# Logistic Regression

In [None]:
# Run some setup code for this notebook.
import random
import numpy as np
import torch as T
from utils.data_utils import load_CIFAR10
import matplotlib.pyplot as plt
from typing import Iterable

# This is a bit of magic to make matplotlib figures appear inline in the notebook
# rather than in a new window.
%matplotlib inline
plt.rcParams['figure.figsize'] = (14.0, 8.0) # set default size of plots
plt.rcParams['image.interpolation'] = 'nearest'
plt.rcParams['image.cmap'] = 'gray'

# Some more magic so that the notebook will reload external python modules;
# see http://stackoverflow.com/questions/1907993/autoreload-of-modules-in-ipython
%load_ext autoreload
%autoreload 2

# set default device based on CUDA's availability
device = 'cuda' if T.cuda.is_available() else 'cpu'

In [None]:
# Load the raw CIFAR-10 data.
cifar10_dir = 'utils/datasets/cifar-10-batches-py'

# Cleaning up variables to prevent loading data multiple times (which may cause memory issue)
try:
   del X_train, y_train
   del X_test, y_test
   print('Clear previously loaded data.')
except:
   pass

X_train, y_train, X_test, y_test = load_CIFAR10(cifar10_dir)

class1 = (y_train == 1)
class0 = (y_train == 0)
classes = class0.astype(np.uint8) | class1.astype(np.uint8)

class1_ = (y_test == 1)
class0_ = (y_test == 0)
classes_ = class0_.astype(np.uint8) | class1_.astype(np.uint8)
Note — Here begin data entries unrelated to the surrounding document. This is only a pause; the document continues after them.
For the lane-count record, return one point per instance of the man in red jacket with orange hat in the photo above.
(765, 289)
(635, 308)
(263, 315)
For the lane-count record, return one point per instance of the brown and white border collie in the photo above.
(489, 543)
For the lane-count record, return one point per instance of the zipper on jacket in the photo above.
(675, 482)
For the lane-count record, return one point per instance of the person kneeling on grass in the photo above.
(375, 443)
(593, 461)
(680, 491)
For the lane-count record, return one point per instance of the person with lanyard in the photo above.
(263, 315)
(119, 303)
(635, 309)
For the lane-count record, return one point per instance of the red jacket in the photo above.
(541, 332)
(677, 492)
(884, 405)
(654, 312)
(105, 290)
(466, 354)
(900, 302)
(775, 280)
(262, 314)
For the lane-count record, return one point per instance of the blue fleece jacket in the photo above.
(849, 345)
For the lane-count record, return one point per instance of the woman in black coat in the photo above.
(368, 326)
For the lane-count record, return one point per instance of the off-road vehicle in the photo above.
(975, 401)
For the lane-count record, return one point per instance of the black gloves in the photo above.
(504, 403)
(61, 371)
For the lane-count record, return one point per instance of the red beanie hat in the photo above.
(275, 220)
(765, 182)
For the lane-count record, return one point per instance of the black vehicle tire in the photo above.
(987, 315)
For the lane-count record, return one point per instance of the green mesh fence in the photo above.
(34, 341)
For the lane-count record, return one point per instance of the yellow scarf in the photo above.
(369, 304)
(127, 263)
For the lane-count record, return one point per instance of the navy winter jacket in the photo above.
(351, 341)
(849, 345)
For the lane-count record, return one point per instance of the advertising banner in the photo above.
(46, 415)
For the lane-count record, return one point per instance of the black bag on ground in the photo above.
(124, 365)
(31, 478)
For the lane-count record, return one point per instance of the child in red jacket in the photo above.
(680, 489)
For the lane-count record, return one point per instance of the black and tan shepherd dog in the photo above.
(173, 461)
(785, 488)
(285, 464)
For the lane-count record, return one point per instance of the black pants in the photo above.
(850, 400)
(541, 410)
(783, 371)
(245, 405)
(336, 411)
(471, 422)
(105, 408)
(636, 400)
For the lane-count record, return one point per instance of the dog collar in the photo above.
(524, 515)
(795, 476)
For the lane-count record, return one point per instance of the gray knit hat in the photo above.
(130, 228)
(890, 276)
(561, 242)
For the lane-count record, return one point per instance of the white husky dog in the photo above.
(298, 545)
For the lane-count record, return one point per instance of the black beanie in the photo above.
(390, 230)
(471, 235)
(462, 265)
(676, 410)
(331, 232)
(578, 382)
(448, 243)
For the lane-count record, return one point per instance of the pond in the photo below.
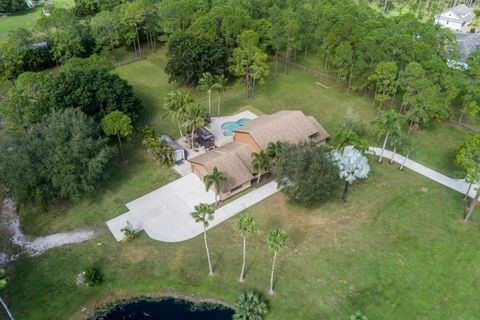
(166, 309)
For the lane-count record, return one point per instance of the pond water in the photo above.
(166, 309)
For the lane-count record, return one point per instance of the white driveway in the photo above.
(165, 214)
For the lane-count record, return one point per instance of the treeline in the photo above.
(11, 6)
(55, 146)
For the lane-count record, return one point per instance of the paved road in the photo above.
(456, 184)
(164, 214)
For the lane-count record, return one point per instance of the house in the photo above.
(467, 44)
(455, 18)
(234, 159)
(286, 126)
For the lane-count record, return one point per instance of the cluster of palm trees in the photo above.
(209, 82)
(277, 239)
(188, 114)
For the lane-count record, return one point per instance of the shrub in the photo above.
(129, 233)
(307, 173)
(3, 281)
(93, 277)
(358, 316)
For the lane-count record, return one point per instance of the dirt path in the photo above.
(35, 246)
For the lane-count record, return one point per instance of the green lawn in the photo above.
(26, 18)
(396, 250)
(393, 251)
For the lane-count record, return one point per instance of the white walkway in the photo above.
(456, 184)
(165, 214)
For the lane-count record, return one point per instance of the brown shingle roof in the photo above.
(233, 159)
(287, 126)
# Subsample the data for more efficient code execution in this exercise
X_train = X_train[classes == True]
y_train = y_train[classes == True]

X_test = X_test[classes_ == True]
y_test = y_test[classes_ == True]

y_train = np.expand_dims(y_train, 0)
y_test = np.expand_dims(y_test, 0)

# Normalize images
X_train /= 255
X_test /= 255
X_train = np.rollaxis(X_train.reshape(-1, 32 * 32 * 3), 1, 0)
X_test = np.rollaxis(X_test.reshape(-1, 32 * 32 * 3), 1, 0)
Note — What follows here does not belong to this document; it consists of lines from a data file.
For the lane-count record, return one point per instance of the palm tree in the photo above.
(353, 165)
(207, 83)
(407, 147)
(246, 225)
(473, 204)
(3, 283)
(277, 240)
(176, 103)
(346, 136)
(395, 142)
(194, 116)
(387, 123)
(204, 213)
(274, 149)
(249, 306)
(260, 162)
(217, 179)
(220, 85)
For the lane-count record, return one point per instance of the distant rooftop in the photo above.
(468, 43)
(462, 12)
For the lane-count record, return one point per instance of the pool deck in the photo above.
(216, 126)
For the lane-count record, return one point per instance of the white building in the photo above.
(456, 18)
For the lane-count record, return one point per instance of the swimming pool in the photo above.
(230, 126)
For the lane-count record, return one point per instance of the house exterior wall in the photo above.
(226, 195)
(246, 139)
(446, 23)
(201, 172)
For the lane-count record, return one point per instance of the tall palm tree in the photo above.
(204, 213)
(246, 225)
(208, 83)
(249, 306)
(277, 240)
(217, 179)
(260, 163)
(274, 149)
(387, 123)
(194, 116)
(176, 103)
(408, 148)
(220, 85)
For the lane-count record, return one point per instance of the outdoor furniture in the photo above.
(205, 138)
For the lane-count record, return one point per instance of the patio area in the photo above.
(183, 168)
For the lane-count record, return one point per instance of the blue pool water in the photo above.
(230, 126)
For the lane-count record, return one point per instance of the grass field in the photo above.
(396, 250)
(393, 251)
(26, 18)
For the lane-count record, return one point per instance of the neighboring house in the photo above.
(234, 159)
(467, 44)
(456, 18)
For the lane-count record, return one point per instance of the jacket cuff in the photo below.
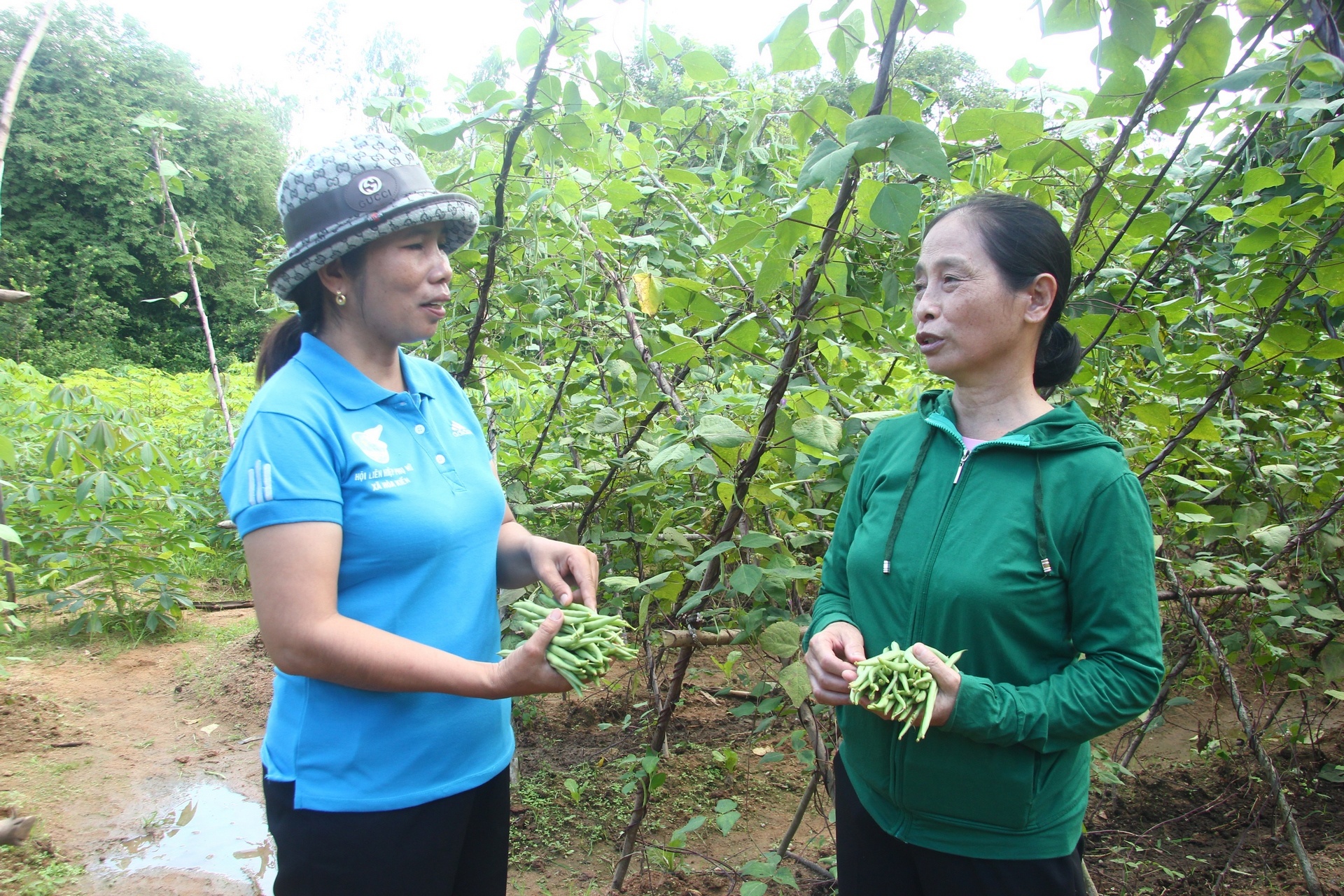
(822, 621)
(974, 708)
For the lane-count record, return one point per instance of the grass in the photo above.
(33, 871)
(49, 634)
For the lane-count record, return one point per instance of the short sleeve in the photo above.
(281, 470)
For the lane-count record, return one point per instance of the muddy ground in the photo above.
(137, 760)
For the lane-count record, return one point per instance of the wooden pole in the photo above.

# As a sanity check, we print out the size of the training and test data.
print('Training data shape: ', X_train.shape)
print('Training labels shape: ', y_train.shape)
print('Test data shape: ', X_test.shape)
print('Test labels shape: ', y_test.shape)

### Logistic Regression

**Mathematical expression of the algorithm**

For one example $x^{(i)}$
$$z^{(i)} = w^T x^{(i)} + b$$
$$\hat{y}^{(i)} = a^{(i)} = sigmoid(z^{(i)})$$
$$ \mathcal{L}(a^{(i)}, y^{(i)}) =  - y^{(i)}  \log(a^{(i)}) - (1-y^{(i)})  \log(1-a^{(i)})$$
The cost is then computed by summing over all training examples:
$$ J = \frac{1}{m} \sum_{i=1}^m \mathcal{L}(a^{(i)}, y^{(i)})$$

First let's implement the sigmoid function and visualize the result to check the implementation.
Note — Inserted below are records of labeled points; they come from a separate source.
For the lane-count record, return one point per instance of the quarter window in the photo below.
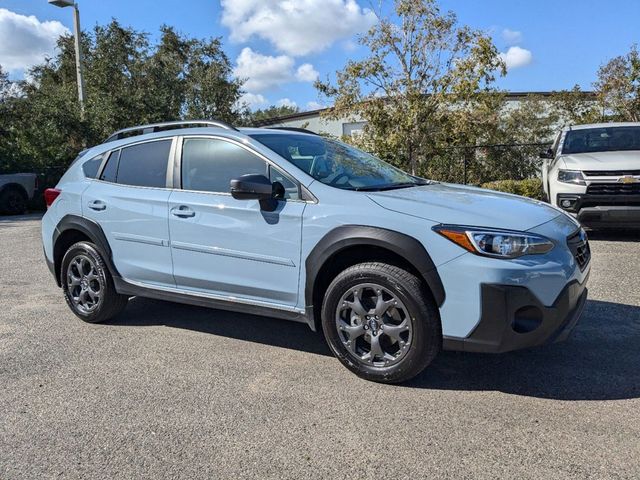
(91, 167)
(144, 165)
(110, 170)
(209, 165)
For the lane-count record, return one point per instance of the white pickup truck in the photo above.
(15, 192)
(593, 172)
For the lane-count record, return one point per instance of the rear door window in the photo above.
(145, 164)
(209, 165)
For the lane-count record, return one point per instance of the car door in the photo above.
(230, 247)
(129, 200)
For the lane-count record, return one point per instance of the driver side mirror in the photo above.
(548, 154)
(251, 187)
(256, 187)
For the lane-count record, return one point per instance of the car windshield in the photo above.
(607, 139)
(337, 164)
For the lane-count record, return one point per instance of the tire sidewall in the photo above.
(88, 249)
(419, 317)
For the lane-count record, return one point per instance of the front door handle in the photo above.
(97, 205)
(183, 212)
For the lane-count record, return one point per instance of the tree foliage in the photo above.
(618, 86)
(254, 118)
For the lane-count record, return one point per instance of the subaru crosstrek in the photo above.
(289, 224)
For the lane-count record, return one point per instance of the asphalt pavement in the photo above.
(174, 391)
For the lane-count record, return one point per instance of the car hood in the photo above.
(629, 160)
(463, 205)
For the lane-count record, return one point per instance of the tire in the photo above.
(13, 201)
(88, 286)
(400, 300)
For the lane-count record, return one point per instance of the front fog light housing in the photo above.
(496, 243)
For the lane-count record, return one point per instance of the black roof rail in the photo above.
(291, 129)
(157, 127)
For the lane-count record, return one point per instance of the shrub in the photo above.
(531, 187)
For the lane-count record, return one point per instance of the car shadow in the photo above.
(11, 219)
(615, 235)
(600, 361)
(251, 328)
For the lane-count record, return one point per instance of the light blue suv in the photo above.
(285, 223)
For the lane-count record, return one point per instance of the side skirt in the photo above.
(125, 287)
Remember a sigmoid function is defined as:
$$\sigma(z) = \frac{1}{1+e^{-z}}$$

Hint: [click](https://pytorch.org/docs/stable/torch.html#torch.exp)

In [None]:
def sigmoid(z: T.Tensor) -> T.Tensor:
    """
    Compute the sigmoid of z
    """
    #### YOUR CODE STARTS HERE ####
    s = ...
    #### YOUR CODE ENDS HERE ####
    return s

In [None]:
tensor = T.tensor(9.2, device=device)
print('sigmoid(9.2) = ', sigmoid(T.tensor(9.2)))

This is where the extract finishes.